Complètement ankylosé, je me frottai les yeux avant de me tourner vers cette suite de craquements intempestifs qui m'avaient réveillé.

À ma gauche, Jimin dévorait des Pringles.

C'était le bruit des pétales salés craquant sous ses dents qui m'avait sorti de ma sieste et encore embrouillé, je le vis se tourner vers moi, la bouche pleine et les lèvres pleines de sel, en me tendant le paquet à moitié vide :

— Chen veuch ?

— Non ça va...

Il avait acheté ça à la gare, j'avais voulu qu'il prenne goût paprika mais j'avais perdu au Pierre-Feuille-Ciseaux donc il avait pris Oignions et Emmental.

Je détestais ceux-là.

Et je ne voulais rien entendre, les Pringles au paprika étaient les meilleurs et c'était tout.

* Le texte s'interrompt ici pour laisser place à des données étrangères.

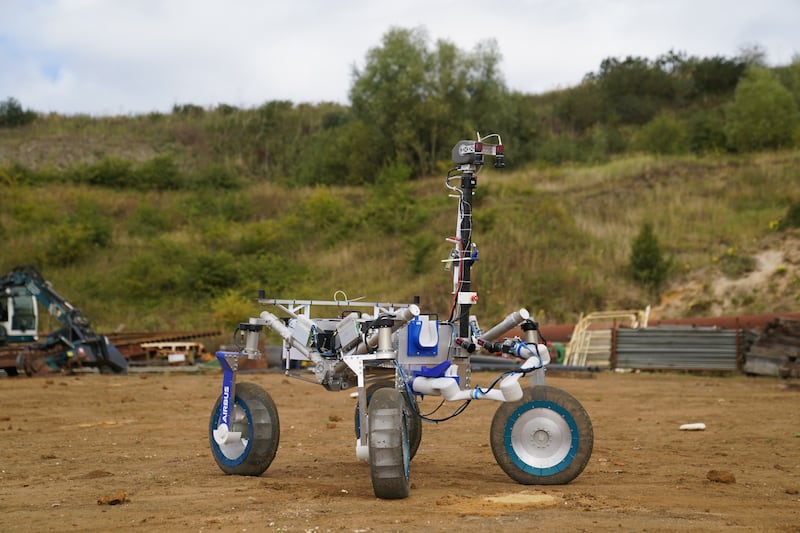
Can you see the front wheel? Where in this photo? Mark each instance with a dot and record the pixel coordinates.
(389, 455)
(545, 438)
(255, 417)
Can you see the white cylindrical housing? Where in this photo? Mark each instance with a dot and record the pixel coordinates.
(512, 320)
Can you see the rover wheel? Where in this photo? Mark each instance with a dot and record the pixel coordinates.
(389, 456)
(545, 438)
(413, 421)
(255, 417)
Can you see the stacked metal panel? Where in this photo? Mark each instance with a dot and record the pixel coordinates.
(677, 347)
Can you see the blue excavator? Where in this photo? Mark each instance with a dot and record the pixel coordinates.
(72, 346)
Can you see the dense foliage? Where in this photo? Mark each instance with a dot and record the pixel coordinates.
(163, 220)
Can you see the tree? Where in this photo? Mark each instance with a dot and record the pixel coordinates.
(647, 263)
(12, 115)
(665, 134)
(763, 114)
(419, 101)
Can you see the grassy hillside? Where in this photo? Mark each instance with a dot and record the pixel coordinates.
(555, 240)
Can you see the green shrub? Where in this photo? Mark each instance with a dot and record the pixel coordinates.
(147, 221)
(12, 114)
(159, 173)
(792, 217)
(763, 114)
(665, 135)
(647, 264)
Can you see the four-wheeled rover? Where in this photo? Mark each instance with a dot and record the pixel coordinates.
(394, 354)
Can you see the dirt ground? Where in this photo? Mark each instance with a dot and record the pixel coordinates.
(91, 452)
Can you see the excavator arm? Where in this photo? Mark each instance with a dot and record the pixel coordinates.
(74, 344)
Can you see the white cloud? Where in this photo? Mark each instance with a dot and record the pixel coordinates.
(103, 57)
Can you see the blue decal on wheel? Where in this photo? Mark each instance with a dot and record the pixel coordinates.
(215, 446)
(509, 444)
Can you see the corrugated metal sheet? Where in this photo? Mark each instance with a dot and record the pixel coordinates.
(677, 347)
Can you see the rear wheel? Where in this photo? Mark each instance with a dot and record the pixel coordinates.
(389, 455)
(413, 421)
(546, 438)
(255, 418)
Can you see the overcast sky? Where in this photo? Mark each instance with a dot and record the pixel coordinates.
(119, 57)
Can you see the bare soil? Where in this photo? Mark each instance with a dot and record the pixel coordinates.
(91, 452)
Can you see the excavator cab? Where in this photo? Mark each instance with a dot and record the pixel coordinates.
(19, 316)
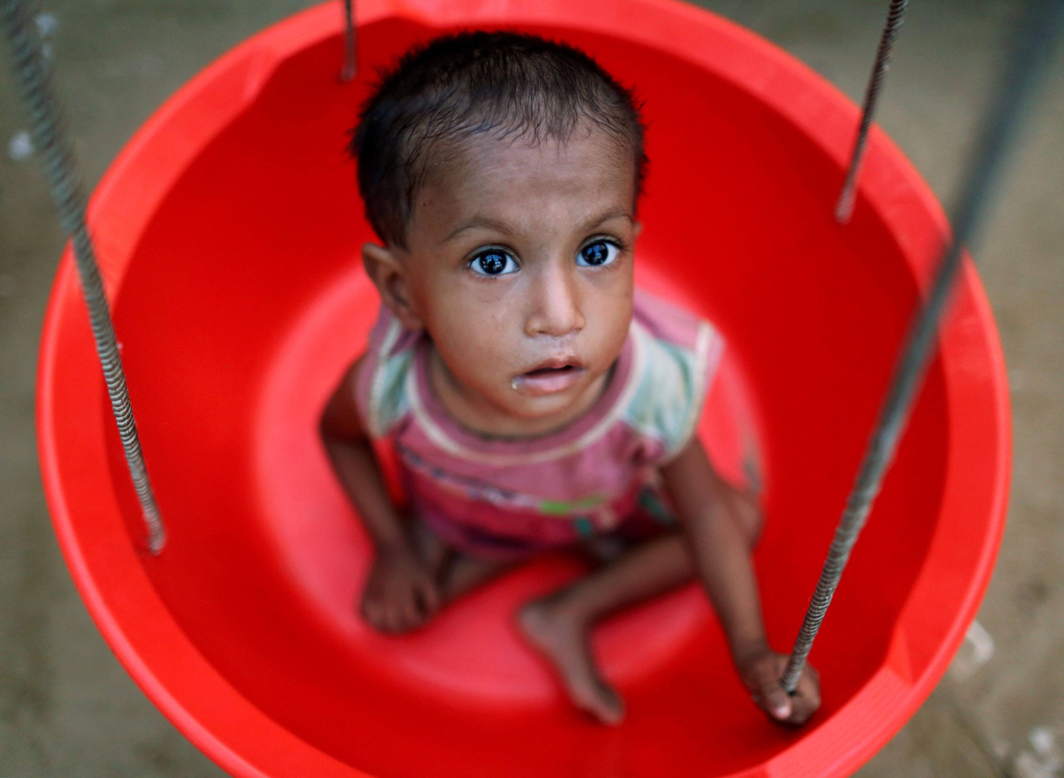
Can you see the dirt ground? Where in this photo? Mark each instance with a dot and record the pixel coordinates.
(67, 708)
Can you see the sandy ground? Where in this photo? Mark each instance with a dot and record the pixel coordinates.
(66, 707)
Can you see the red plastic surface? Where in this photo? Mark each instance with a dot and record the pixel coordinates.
(229, 231)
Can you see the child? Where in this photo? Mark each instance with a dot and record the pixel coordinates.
(535, 399)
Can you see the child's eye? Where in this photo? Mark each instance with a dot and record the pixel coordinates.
(493, 262)
(598, 252)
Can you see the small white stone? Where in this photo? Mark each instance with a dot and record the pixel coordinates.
(20, 146)
(1042, 739)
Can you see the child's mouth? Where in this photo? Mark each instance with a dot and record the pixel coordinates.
(549, 378)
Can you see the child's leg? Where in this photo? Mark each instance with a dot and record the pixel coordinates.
(456, 573)
(559, 625)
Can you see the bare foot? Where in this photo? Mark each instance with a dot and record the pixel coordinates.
(563, 641)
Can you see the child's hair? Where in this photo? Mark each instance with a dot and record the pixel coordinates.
(441, 93)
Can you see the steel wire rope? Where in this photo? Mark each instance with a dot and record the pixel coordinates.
(56, 156)
(895, 15)
(1032, 47)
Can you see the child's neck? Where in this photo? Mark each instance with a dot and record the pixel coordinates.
(485, 419)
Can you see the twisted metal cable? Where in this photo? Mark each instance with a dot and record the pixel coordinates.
(1030, 54)
(844, 208)
(31, 75)
(349, 68)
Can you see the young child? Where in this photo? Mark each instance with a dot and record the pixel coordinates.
(536, 400)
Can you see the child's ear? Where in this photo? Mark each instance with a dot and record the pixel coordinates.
(388, 274)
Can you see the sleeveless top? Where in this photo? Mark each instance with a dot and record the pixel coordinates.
(509, 497)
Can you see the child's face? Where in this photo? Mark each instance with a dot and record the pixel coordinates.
(519, 266)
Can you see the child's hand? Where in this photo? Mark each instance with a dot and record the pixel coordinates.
(761, 673)
(400, 593)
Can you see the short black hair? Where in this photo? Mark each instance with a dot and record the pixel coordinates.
(455, 86)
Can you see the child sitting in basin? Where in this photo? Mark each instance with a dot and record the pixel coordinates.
(536, 400)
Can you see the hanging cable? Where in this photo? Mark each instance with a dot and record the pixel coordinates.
(1030, 54)
(49, 137)
(844, 208)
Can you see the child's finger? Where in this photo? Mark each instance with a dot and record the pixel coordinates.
(774, 699)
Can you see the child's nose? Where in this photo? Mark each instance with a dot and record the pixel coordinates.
(555, 307)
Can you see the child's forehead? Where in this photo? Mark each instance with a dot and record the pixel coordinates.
(492, 167)
(527, 188)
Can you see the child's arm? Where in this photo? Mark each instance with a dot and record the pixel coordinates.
(400, 593)
(709, 511)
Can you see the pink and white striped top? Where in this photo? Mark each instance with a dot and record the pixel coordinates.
(512, 497)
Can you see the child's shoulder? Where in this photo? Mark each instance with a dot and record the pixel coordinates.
(382, 374)
(677, 354)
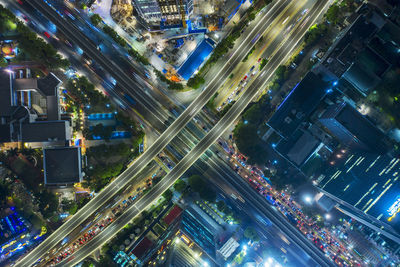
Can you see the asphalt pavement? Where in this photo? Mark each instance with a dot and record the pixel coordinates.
(107, 193)
(289, 43)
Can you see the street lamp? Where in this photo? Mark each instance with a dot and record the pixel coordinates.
(308, 199)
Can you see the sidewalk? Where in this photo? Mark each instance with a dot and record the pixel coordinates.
(104, 10)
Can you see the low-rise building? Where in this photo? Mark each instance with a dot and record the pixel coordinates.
(29, 109)
(62, 166)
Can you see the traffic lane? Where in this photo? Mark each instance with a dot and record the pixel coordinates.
(243, 69)
(149, 106)
(192, 156)
(217, 174)
(187, 161)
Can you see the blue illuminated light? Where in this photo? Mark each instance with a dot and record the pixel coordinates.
(395, 207)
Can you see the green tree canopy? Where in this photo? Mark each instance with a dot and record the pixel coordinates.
(167, 195)
(95, 19)
(332, 15)
(250, 233)
(180, 186)
(205, 191)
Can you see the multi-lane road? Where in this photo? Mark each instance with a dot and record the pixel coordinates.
(152, 111)
(204, 144)
(175, 127)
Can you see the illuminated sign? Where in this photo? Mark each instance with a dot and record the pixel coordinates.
(394, 209)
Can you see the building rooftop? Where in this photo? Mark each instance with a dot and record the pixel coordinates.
(298, 105)
(46, 86)
(172, 215)
(5, 93)
(361, 127)
(365, 180)
(62, 165)
(5, 133)
(299, 147)
(45, 131)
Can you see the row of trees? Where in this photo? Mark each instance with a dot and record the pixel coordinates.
(171, 85)
(245, 132)
(85, 92)
(96, 20)
(31, 46)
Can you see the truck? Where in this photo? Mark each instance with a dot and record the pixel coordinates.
(129, 99)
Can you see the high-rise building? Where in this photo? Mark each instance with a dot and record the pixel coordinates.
(200, 228)
(158, 10)
(366, 187)
(353, 129)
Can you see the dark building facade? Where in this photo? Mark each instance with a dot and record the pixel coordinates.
(200, 228)
(353, 129)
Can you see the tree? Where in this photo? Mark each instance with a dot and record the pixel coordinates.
(221, 206)
(264, 62)
(249, 143)
(198, 185)
(196, 81)
(315, 33)
(281, 73)
(252, 16)
(48, 203)
(101, 131)
(3, 62)
(87, 263)
(5, 191)
(180, 186)
(250, 233)
(167, 195)
(95, 19)
(332, 15)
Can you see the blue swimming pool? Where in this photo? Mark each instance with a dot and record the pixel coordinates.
(202, 51)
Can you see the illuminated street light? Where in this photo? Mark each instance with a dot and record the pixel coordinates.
(308, 199)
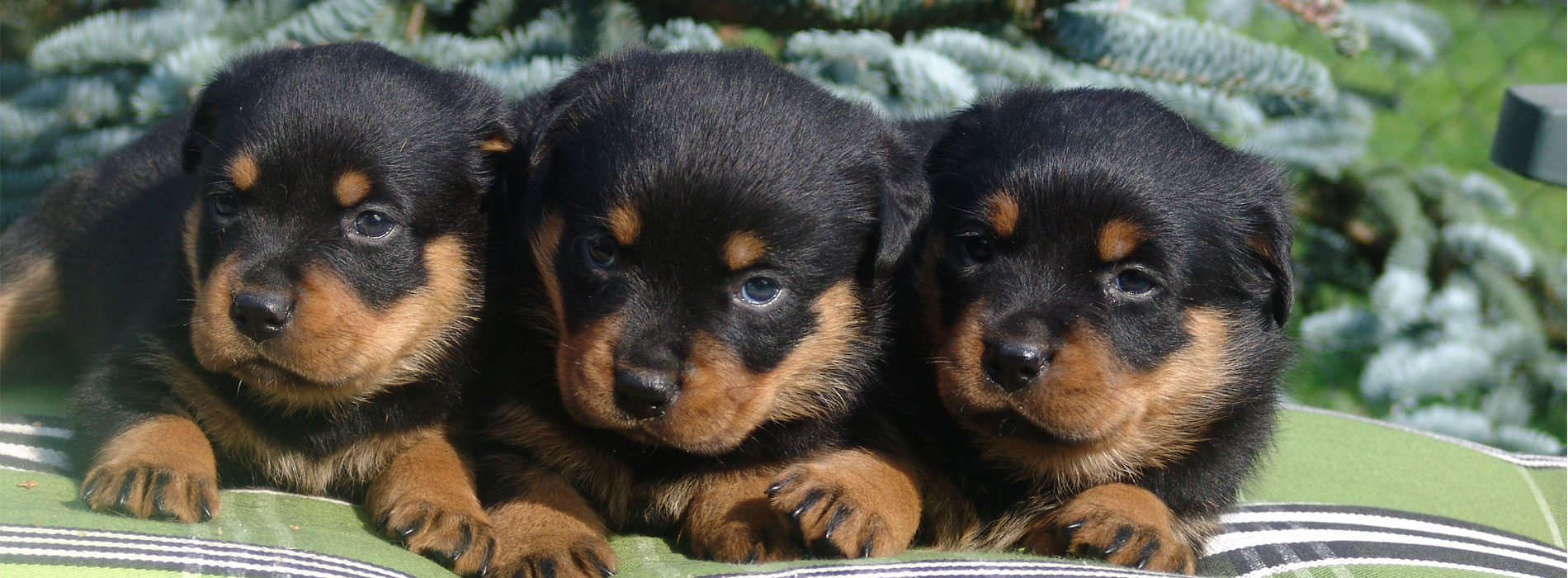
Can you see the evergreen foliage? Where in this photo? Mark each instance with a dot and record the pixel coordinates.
(1452, 322)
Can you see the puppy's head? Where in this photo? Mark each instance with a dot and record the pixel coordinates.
(338, 219)
(1097, 275)
(709, 233)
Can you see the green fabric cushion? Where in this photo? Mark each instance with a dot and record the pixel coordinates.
(1320, 459)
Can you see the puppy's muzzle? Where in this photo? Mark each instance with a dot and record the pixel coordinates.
(1015, 365)
(261, 315)
(646, 393)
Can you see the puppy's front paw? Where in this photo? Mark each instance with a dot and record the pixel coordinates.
(750, 533)
(733, 522)
(160, 468)
(850, 505)
(425, 500)
(545, 528)
(1120, 524)
(456, 536)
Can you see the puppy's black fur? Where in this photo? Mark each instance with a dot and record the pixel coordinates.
(1103, 291)
(278, 288)
(701, 252)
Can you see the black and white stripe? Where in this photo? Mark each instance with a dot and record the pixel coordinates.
(1270, 539)
(35, 443)
(956, 569)
(1528, 461)
(125, 550)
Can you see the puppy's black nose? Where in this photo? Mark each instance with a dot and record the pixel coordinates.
(261, 315)
(645, 393)
(1015, 365)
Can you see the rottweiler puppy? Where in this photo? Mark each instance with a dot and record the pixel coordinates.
(1103, 289)
(700, 266)
(280, 288)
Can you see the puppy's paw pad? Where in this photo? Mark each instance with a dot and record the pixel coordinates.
(1123, 527)
(555, 557)
(153, 490)
(749, 544)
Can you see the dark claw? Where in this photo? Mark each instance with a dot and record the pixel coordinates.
(839, 514)
(1066, 533)
(780, 486)
(204, 508)
(805, 505)
(125, 489)
(827, 548)
(489, 553)
(1148, 552)
(1123, 534)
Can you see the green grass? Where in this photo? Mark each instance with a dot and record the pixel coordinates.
(1446, 113)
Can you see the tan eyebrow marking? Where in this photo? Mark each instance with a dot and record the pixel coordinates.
(744, 249)
(1118, 238)
(242, 172)
(625, 224)
(352, 187)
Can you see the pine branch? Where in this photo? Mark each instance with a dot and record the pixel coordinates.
(1186, 52)
(893, 16)
(1332, 17)
(327, 21)
(123, 36)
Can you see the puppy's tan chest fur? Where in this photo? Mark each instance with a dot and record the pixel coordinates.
(350, 467)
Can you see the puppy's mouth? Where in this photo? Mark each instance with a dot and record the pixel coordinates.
(267, 374)
(1015, 426)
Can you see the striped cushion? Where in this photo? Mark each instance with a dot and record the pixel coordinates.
(1322, 508)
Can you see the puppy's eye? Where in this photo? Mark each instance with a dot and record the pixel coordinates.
(223, 205)
(1134, 282)
(759, 291)
(374, 224)
(979, 247)
(599, 252)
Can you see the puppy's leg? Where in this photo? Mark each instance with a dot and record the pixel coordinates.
(852, 503)
(425, 498)
(543, 527)
(29, 287)
(160, 467)
(730, 520)
(1122, 524)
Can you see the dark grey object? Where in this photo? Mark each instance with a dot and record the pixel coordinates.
(1531, 132)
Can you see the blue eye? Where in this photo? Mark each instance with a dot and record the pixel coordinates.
(759, 291)
(374, 224)
(223, 205)
(599, 252)
(1134, 282)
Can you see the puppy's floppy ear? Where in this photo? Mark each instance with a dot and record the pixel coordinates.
(198, 135)
(904, 200)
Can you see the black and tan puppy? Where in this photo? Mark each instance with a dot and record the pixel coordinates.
(1103, 294)
(701, 264)
(278, 289)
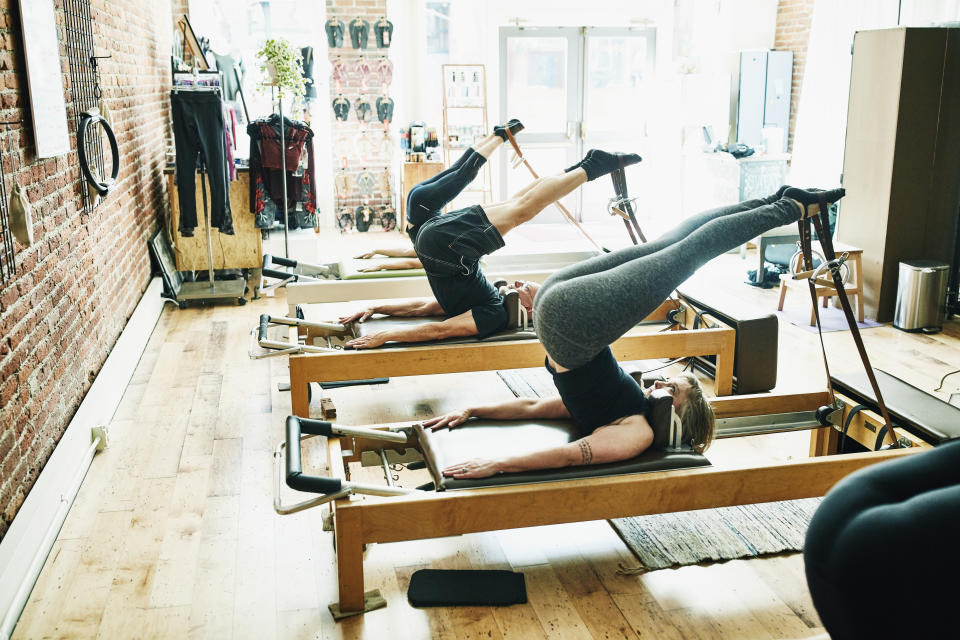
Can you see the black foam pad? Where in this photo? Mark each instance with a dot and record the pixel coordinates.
(496, 438)
(466, 587)
(929, 417)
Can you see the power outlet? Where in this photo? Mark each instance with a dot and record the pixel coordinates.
(103, 434)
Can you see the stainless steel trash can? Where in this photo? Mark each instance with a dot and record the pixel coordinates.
(921, 296)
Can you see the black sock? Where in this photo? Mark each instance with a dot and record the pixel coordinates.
(599, 163)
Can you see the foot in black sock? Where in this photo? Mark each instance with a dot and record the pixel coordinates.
(515, 127)
(810, 198)
(599, 163)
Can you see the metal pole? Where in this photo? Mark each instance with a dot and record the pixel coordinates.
(206, 221)
(283, 175)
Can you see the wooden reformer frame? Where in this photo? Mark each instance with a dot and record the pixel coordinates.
(714, 338)
(361, 520)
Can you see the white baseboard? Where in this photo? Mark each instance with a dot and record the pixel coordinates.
(38, 512)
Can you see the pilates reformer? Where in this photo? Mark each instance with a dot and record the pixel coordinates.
(657, 481)
(325, 363)
(555, 496)
(346, 282)
(331, 337)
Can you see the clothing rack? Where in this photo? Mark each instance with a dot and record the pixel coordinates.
(205, 81)
(8, 263)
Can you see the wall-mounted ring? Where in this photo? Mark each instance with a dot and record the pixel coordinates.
(87, 119)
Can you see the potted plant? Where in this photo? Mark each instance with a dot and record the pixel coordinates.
(282, 66)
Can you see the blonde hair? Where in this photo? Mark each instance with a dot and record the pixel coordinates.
(696, 413)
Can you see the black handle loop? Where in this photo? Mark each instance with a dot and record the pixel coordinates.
(102, 186)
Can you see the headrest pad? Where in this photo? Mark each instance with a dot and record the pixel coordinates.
(659, 414)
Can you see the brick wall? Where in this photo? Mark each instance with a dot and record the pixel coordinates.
(77, 285)
(793, 34)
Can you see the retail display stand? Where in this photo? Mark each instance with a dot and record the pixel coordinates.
(465, 117)
(212, 289)
(283, 172)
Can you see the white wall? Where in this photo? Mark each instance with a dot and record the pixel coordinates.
(698, 45)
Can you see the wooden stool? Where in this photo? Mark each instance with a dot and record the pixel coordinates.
(854, 287)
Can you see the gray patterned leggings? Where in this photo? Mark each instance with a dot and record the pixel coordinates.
(584, 307)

Je m'étirai, faisant craquer mon dos. Dehors, le paysage défilait à toute vitesse et la pluie qui fouettait les vitres de notre wagon rendait l'horizon flou.

Jimin et moi allions à Daegu.

La raison de ce voyage organisé à la dernière seconde était simple : Jeon Jungkook.

Tout me renvoyait à lui, tout.

Toujours.

Mais ce tout avait un goût différent depuis une semaine et demie. C'était le temps qui s'était écoulé depuis cette soirée et notre discussion.

Le lendemain, après avoir harcelé Jimin au téléphone, ne rencontrant qu'encore et encore son répondeur, j'avais déboulé comme un cinglé chez Yeri et Sehun en quête d'avis, de réconfort et de conseils. J'avais trouvé mon amie au bord du gouffre, souffrant de la terrible et démoniaque gueule de bois.

Je n'étais clairement pas arrivé au bon moment car ils venaient de se disputer et Sehun m'avait révélé qu'après notre départ de la boîte de nuit, Yeri avait fini par se réveiller dans une forme olympique et s'était mise à boire plus que de raison. Résultat des courses : elle en payait à présent les conséquences. C'était la première fois que je voyais Sehun lui faire la morale alors qu'elle acquiesçait comme une gamine prise en faute avant d'aller et venir en direction de la salle de bain, une main sur la bouche.

Sehun était contrarié mais il ne m'avait pas laissé repartir, me proposant de me caler dans le fauteuil et de me servir du thé en attendant que le médicament qu'il avait donné à sa petite amie fasse effet. Et dans ce grand fauteuil ultra coloré, un coussin entre les bras, seul dans ce salon, j'avais commencé à ruminer. Lorsque Sehun était revenu avec le thé, je m'étais empressé de m'excuser auprès de lui pour mon comportement de la veille.

Il ne m'en avait pas porté rigueur.

En fait, c'était un chic type. Je ne comprenais pas pourquoi je m'en méfiais autant.

J'étais tellement confus. Il avait dû le sentir car il s'était inquiété et Yeri avait fait son grand retour, le visage beaucoup moins blanc et elle avait laissé Sehun l'emmitoufler dans un plaid et la caler dans le canapé en face de moi.